And it all begins with the keyword. Keyword research is the first step on the road to rankings.

And it’s fun. Keyword research is like reading the minds of millions of people. It’s truly amazing the things you can learn within minutes:

  • What do people really call your product or service?
    Avoid using jargon and start using top-of-mind phrases.
  • What answers and information does your audience look for?
    Align your content marketing with relevant topics and phrases.

Over the last 20 years, we’ve researched thousands of phrases for hundreds of clients. Here, we’ve put our best advice into this single guide to help you learn how to research keywords for your digital marketing.

The basic criteria for choosing a keyphrase

The ideal keyphrase checks three boxes: People are searching for it (search volume). Your website has a realistic chance of ranking relative to other sites (competition). And finally, the phrase describes with what you sell or aligns with your content mission statement.

3-criteria-for-selecting-a-target keyphrase

Assuming we know what topics and keywords align with the business, let’s focus on the first two criteria:

  • Search volume:
    This is the popularity of the keyword. Are people searching for it? A lot or a little? Is it trending up or down? It’s useless to target a phrase if no one is searching for it.
  • Difficulty:
    How likely is your page to rank for the phrase? Are the other pages that rank for the phrase much more authoritative than yours? It’s useless to target a phrase if you have no chance of ranking for it.

The goal is to disqualify the phrases with few or no searches (the invisible) or too much competition (the impossible).

Search intent and types of pages

Before getting into the details of keyword research, let’s first break down the types of searcher intent. We need to understand intent to find and target the right keyword.

Keyword research principal #1

Every keyword indicates intent.

There are three main types of intent:

1. KNOW (informational queries)

These potential visitors are doing research and looking for answers. They have a question or a problem. These are the question mark keyphrases.

Examples: “can a microscope see cells” and “how to replace a microscope lightbulb.”

  • Page type: Content marketing programs target these phrases with search optimzied blog posts. This is pure TOFU (top of funnel). These pages usually have ultra-high bounce rates.
  • Conversion: They’re not looking to spend money. If they convert at all, it’s probably an email subscriber. These are the pages that grow your email list. They also attract the most links.

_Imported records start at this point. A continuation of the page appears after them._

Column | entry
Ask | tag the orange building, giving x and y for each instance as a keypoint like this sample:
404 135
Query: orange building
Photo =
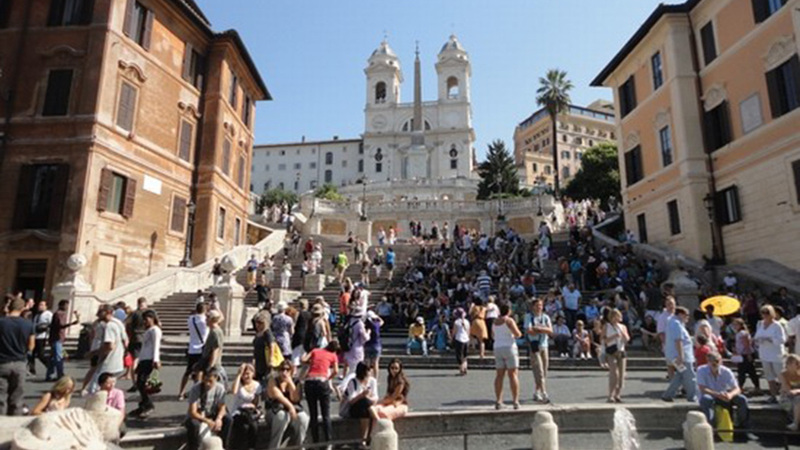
119 118
708 108
578 130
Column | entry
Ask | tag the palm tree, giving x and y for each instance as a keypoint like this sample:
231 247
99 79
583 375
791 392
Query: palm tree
553 95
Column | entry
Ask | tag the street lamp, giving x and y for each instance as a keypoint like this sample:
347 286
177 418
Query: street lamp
363 181
187 250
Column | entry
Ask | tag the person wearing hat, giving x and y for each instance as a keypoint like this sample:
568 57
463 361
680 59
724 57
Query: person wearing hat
416 333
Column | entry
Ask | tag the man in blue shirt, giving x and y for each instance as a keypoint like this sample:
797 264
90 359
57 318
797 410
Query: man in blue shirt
679 352
718 386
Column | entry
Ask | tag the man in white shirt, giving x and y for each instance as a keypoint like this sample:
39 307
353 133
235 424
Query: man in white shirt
41 325
198 332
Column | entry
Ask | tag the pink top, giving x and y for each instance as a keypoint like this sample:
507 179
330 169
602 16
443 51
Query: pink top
116 399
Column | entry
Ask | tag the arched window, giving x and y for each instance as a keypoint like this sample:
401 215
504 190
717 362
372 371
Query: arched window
452 88
380 92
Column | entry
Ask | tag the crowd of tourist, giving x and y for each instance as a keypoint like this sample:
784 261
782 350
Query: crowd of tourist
463 292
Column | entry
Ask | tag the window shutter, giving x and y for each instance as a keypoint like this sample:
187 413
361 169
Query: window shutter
760 10
187 136
24 196
130 197
796 170
130 21
148 29
127 106
106 178
178 214
86 12
187 63
59 194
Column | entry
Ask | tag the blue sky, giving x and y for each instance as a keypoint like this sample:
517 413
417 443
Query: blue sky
311 54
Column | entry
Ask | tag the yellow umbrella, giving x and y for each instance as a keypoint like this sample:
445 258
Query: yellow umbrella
723 305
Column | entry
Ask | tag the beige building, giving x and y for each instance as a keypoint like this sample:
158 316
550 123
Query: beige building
578 130
121 115
707 95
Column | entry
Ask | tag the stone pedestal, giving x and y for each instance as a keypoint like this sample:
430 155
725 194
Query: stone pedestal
231 304
286 295
316 282
686 291
697 432
544 433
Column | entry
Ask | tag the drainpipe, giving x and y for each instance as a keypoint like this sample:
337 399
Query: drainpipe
12 86
718 245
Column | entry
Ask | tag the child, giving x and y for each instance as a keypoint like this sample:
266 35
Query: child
582 341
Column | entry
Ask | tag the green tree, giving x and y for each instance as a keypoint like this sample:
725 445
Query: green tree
598 177
553 95
329 192
498 173
276 196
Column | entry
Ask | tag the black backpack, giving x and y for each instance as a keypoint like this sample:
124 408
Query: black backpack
344 334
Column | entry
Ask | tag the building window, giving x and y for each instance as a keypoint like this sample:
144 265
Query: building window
709 43
665 138
232 95
762 9
237 231
380 92
452 88
226 157
177 222
633 166
796 173
656 67
69 12
240 172
193 67
728 209
674 218
40 196
117 193
186 141
138 23
221 223
5 12
126 108
627 96
641 222
56 99
247 110
718 127
783 84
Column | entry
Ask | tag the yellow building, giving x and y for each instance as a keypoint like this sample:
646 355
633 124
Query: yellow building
578 129
707 97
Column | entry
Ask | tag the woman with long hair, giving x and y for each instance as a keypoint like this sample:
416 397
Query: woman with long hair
149 360
57 398
395 404
615 337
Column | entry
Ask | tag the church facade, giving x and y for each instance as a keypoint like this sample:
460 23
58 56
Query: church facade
415 142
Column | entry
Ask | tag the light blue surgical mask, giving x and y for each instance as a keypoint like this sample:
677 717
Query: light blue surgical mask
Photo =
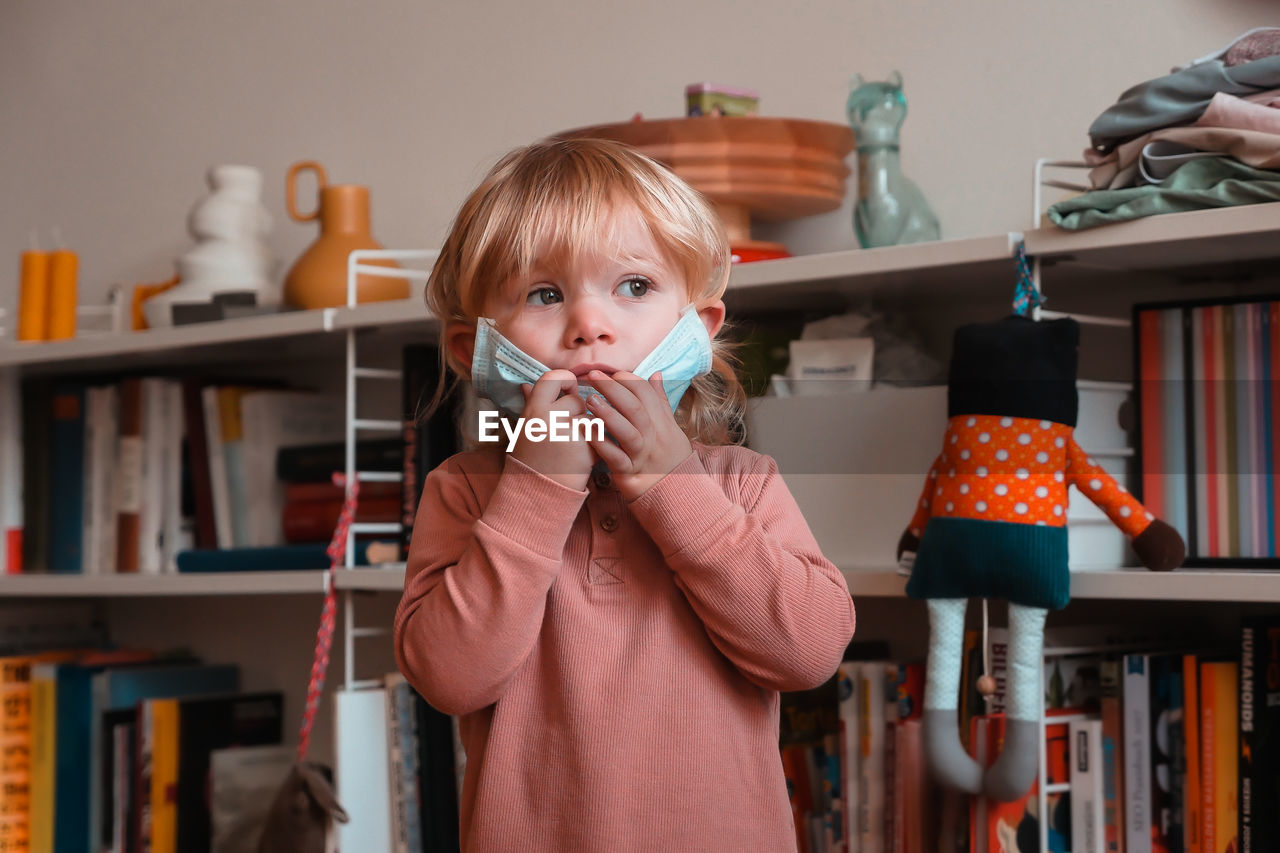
498 366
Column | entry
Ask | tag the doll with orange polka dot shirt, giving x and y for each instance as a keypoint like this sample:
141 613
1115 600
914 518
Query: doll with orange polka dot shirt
991 523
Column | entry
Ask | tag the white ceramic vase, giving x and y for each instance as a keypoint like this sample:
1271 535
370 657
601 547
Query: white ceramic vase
231 226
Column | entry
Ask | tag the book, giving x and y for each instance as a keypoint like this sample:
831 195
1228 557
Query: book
272 420
428 441
1137 752
1112 753
1219 687
122 689
206 724
1260 735
67 479
1088 825
361 769
1192 815
10 471
440 765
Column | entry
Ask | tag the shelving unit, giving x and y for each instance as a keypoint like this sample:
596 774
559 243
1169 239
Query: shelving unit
278 610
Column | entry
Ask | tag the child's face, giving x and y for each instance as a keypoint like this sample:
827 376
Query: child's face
607 313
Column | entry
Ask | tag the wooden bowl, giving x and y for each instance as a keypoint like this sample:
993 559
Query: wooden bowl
749 167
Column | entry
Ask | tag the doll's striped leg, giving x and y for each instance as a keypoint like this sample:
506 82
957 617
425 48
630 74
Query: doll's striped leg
1014 770
946 757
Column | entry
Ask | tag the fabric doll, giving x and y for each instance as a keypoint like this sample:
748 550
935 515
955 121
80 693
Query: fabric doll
992 523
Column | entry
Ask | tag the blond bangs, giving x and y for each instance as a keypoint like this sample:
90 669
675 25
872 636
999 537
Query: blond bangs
552 203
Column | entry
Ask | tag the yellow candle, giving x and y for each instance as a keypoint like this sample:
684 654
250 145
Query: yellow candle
63 267
33 297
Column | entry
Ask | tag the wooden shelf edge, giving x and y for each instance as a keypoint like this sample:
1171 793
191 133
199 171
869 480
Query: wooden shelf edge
1118 584
236 583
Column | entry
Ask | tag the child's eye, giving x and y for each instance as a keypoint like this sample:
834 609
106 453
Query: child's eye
543 296
634 287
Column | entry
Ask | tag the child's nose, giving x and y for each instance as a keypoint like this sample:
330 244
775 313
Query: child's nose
588 322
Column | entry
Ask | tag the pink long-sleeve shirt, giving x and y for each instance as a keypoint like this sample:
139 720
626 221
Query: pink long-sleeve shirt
616 665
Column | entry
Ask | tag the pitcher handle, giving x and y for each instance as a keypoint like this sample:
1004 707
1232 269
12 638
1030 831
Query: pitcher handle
291 186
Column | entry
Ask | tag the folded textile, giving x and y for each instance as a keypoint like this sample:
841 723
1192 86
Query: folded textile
1244 44
1179 97
1123 167
1219 182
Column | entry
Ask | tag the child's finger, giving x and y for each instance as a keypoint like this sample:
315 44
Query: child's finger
613 456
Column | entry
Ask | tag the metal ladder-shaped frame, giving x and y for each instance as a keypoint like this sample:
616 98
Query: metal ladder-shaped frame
355 424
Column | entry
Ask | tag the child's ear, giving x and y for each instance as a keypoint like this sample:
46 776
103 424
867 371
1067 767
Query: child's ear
460 338
713 316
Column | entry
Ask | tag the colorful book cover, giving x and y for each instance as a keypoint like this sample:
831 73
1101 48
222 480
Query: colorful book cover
44 746
1192 744
1200 536
1168 752
1137 752
850 766
1243 466
1210 384
1267 437
1112 753
1151 406
1014 826
208 724
1260 734
1272 432
1088 825
1224 427
1219 747
67 479
1173 464
16 742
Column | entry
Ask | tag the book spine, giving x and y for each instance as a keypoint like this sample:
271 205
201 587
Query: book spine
850 766
128 484
1112 755
10 471
1225 757
1265 737
1087 796
1137 753
1192 816
67 480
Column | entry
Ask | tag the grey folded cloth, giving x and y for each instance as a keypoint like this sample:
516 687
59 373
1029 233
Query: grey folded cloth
1249 45
1215 182
1179 97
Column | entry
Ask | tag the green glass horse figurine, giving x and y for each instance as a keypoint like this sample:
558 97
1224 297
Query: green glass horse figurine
890 209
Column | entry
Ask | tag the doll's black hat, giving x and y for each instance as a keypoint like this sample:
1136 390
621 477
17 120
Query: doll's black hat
1018 368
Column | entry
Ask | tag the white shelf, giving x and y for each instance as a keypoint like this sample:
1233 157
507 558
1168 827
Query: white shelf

2. DO (transactional queries)

These potential visitors are both problem and solution-aware. They’re looking for help. These keyphrases are service-related, a product type or the name of a business category. These are the dollar sign keyphrases.
Examples: “USB microscope” and “microscope replacement bulbs”

  • Page type: Service pages and ecommerce product catalogs may target these phrases. These pages aren’t just written to rank, they’re built to convert.
  • Conversion: If they take action, you have a new lead or a customer. These are the bottom of funnel conversions.

3. GO (navigational queries)

These visitors are basically just trying to get to a website. If they’d remembered the web address, they would have typed that into the address bar rather than searching for the brand.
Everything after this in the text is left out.